Photo Credit: Carl Milner
Marking out the southern entrance to Leeds is Bridgewater Place, otherwise known as The Dalek due to it’s obvious similarities to the Dr’s nemisis. It’s a somewhat controversial structure I think both in terms of design and the vortex of wind that appears to be created by it’s round side which makes moving past it when the wind is blowing a hazardous experience. I think it was built as part of the regeneration of an area of Leeds that needs it and to help connect it to the city centre but I think people confuse the term regeneration with development. Building things is development, regeneration requires the building to have a positive impact on the population and communities around it and I’m not sure how lots of shiny suited lawyers heading in and out of the Dalek in any way achieves that.
For me though the building serves another purpose, it’s a waymark to my everyday journey into the city. Leeds is built in a natural valley and I live on one of the hills to the south so fairly soon after I start riding, depending on the conditions, I can spot my city centre destination and the various landmark buildings but they soon vanish as I start to descend. It reappears when I cross the inner ring road and it says to me almost there, 15 minutes or so on the pedals and I’ll be at my destination.
What I’ve really been musing on though is it’s ‘thereness’ just standing there, never changing like a loan lonely sentry guarding the entrance to the city.
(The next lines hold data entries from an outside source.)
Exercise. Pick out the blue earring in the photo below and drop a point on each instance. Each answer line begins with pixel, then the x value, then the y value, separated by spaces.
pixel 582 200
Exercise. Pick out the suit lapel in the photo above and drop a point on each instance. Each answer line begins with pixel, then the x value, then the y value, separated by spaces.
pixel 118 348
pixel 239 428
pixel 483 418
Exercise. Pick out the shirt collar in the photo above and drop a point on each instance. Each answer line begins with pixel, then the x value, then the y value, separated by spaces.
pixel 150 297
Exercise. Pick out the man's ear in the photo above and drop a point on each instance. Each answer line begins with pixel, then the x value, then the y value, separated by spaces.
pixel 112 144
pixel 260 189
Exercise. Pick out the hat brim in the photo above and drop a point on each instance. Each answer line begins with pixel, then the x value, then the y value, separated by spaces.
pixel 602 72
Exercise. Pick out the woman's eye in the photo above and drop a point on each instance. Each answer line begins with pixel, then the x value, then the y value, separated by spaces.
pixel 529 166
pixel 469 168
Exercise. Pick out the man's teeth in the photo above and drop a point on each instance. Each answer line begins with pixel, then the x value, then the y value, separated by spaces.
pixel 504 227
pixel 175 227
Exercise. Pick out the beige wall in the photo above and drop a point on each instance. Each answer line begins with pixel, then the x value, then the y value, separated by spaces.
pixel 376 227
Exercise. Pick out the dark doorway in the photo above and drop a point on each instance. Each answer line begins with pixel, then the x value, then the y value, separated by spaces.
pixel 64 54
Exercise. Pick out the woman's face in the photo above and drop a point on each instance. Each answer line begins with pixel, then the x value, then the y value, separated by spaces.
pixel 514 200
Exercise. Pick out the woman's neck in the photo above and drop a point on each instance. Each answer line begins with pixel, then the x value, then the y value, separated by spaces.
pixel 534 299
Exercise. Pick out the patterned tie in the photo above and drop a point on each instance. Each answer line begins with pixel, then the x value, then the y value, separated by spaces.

I’m fascinated by the everydayness of my surroundings during my cycling commute, you get to know the route intimately every crack and bump in the road that for most they will never notice, the way the cracks slowly widen as the thousands of car wheels chip away at the edges creating a chasm for us on two wheels luring us siren like into potential problems. Everything is at the same time both static and changing and the Dalek really reflects this for me as the world changes around it so I started stopping and taking a photo of it at the same time every morning.
The very fact of stopping seems faintly rebellious to me, as many of us are trapped into this get to work mindset and spend our time rushing around. I can’t rush on the bike, it takes pretty much the same time and I’ve enjoyed the physical fact of unclipping, taking the phone out of my pocket and taking a shot. All the photos are taken between 7 and 7.30 am from the same spot, I try and hold the phone at the same angle as well but as you can see below there are some subtle differences. The main differences of course are the sky, the position of the sun (or no sun) and the passing of the seasons as we move from summer through to the start of winter. In many ways the photos are dull, nothing is happening, there are the warehouses and distribution centres evident before you get to the city centre but at the same time this one moment in time captures change, movement and memories.